RVC

Learn how to use the rvc_cli.py script to perform various operations with RVC.

Usage

To use the RVC CLI, navigate to the directory containing rvc_cli.py in your terminal and execute the script using the following syntax:

python rvc_cli.py <mode> [arguments]

Replace <mode> with the desired mode of operation (e.g., infer, train, index) and provide the necessary arguments. For a detailed list of arguments available for each mode, run:

python rvc_cli.py <mode> -h

This will display a help message with explanations for each argument.

Modes

Infer

Performs a voice cloning conversion on a single audio file.

Argument	Description	Type	Default	Required
`--pitch`	Set the pitch of the audio. Higher values result in a higher pitch.	int	0	No
`--filter_radius`	Apply median filtering to the extracted pitch values if this value is greater than or equal to three. This can help reduce breathiness in the output audio.	int	3	No
`--index_rate`	Control the influence of the index file on the output. Higher values mean stronger influence. Lower values can help reduce artifacts but may result in less accurate voice cloning.	float	0.3	No
`--volume_envelope`	Control the blending of the output's volume envelope. A value of 1 means the output envelope is fully used.	float	1	No
`--protect`	Protect consonants and breathing sounds from artifacts. A value of 0.5 offers the strongest protection, while lower values may reduce the protection level but potentially mitigate the indexing effect.	float	0.33	No
`--hop_length`	Only applicable for the Crepe pitch extraction method. Determines the time it takes for the system to react to a significant pitch change.

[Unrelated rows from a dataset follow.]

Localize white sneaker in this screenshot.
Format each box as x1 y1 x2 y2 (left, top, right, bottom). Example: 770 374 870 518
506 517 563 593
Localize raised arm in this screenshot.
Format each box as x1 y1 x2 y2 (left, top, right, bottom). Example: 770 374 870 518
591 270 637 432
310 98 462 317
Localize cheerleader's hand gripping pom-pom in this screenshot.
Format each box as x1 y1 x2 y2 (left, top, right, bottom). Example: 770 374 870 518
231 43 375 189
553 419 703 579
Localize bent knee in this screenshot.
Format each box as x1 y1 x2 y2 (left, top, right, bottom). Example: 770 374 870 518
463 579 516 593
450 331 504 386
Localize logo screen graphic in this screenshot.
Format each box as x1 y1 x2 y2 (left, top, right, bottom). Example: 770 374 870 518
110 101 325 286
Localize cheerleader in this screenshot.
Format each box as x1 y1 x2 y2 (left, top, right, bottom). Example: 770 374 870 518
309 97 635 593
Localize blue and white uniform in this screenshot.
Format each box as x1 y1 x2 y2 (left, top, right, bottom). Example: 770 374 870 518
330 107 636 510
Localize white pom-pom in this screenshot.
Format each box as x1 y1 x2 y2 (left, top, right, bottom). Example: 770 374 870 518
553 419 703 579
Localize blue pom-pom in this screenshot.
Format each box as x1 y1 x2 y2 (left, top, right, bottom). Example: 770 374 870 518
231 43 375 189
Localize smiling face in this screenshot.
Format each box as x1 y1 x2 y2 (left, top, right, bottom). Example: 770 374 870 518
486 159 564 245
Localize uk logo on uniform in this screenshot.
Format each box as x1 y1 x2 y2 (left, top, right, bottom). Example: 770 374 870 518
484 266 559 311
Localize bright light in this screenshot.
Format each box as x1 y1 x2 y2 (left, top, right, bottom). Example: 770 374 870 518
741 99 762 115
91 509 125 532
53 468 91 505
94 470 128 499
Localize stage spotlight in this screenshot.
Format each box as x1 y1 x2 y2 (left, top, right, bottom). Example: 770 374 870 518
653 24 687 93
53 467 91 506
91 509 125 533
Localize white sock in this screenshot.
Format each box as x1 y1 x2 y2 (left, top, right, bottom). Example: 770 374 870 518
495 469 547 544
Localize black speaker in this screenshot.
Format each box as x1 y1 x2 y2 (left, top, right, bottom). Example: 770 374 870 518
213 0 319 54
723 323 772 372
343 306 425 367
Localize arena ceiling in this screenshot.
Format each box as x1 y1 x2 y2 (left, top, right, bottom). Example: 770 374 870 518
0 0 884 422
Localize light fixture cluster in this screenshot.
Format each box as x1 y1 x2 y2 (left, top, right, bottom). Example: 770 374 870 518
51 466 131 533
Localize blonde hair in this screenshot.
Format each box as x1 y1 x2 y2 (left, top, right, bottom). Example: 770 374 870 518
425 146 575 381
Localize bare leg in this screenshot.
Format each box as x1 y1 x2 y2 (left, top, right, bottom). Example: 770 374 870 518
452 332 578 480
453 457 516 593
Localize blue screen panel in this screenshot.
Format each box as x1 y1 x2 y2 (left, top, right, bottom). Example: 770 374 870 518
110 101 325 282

Smaller values require more processing time but can lead to better pitch accuracy.	int	128	No
`--f0_method`	Choose the pitch extraction algorithm for the conversion. 'rmvpe' is the default and generally recommended.	str	rmvpe	No
`--input_path`	Full path to the input audio file.	str		Yes
`--output_path`	Full path to the output audio file.	str		Yes
`--pth_path`	Full path to the RVC model file (.pth).	str		Yes
`--index_path`	Full path to the index file (.index).	str		Yes
`--split_audio`	Split the audio into smaller segments before inference. This can improve the quality of the output for longer audio files.	bool	False	No
`--f0_autotune`	Apply a light autotune to the inferred audio. Particularly useful for singing voice conversions.	bool	False	No
`--clean_audio`	Clean the output audio using noise reduction algorithms. Recommended for speech conversions.	bool	False	No
`--clean_strength`	Adjust the intensity of the audio cleaning process. Higher values result in stronger cleaning, but may lead to a more compressed sound.	float	0.7	No
`--export_format`	Select the desired output audio format.	str	WAV	No
`--embedder_model`	Choose the model used for generating speaker embeddings.	str	contentvec	No
`--embedder_model_custom`	Specify the path to a custom model for speaker embedding. Only applicable if 'embedder_model' is set to 'custom'.	str	None	No
`--upscale_audio`	Upscale the input audio to a higher quality before processing. This can improve the overall quality of the output, especially for low-quality input audio.	bool	False	No
`--f0_file`	Full path to an external F0 file (.f0). This allows you to use pre-computed pitch values for the input audio.	str	None	No

Batch Infer

Performs real-time voice cloning on all supported audio files within a specified folder. This mode utilizes the same arguments as the infer mode, except it requires an --input_folder and --output_folder instead of --input_path and --output_path, respectively.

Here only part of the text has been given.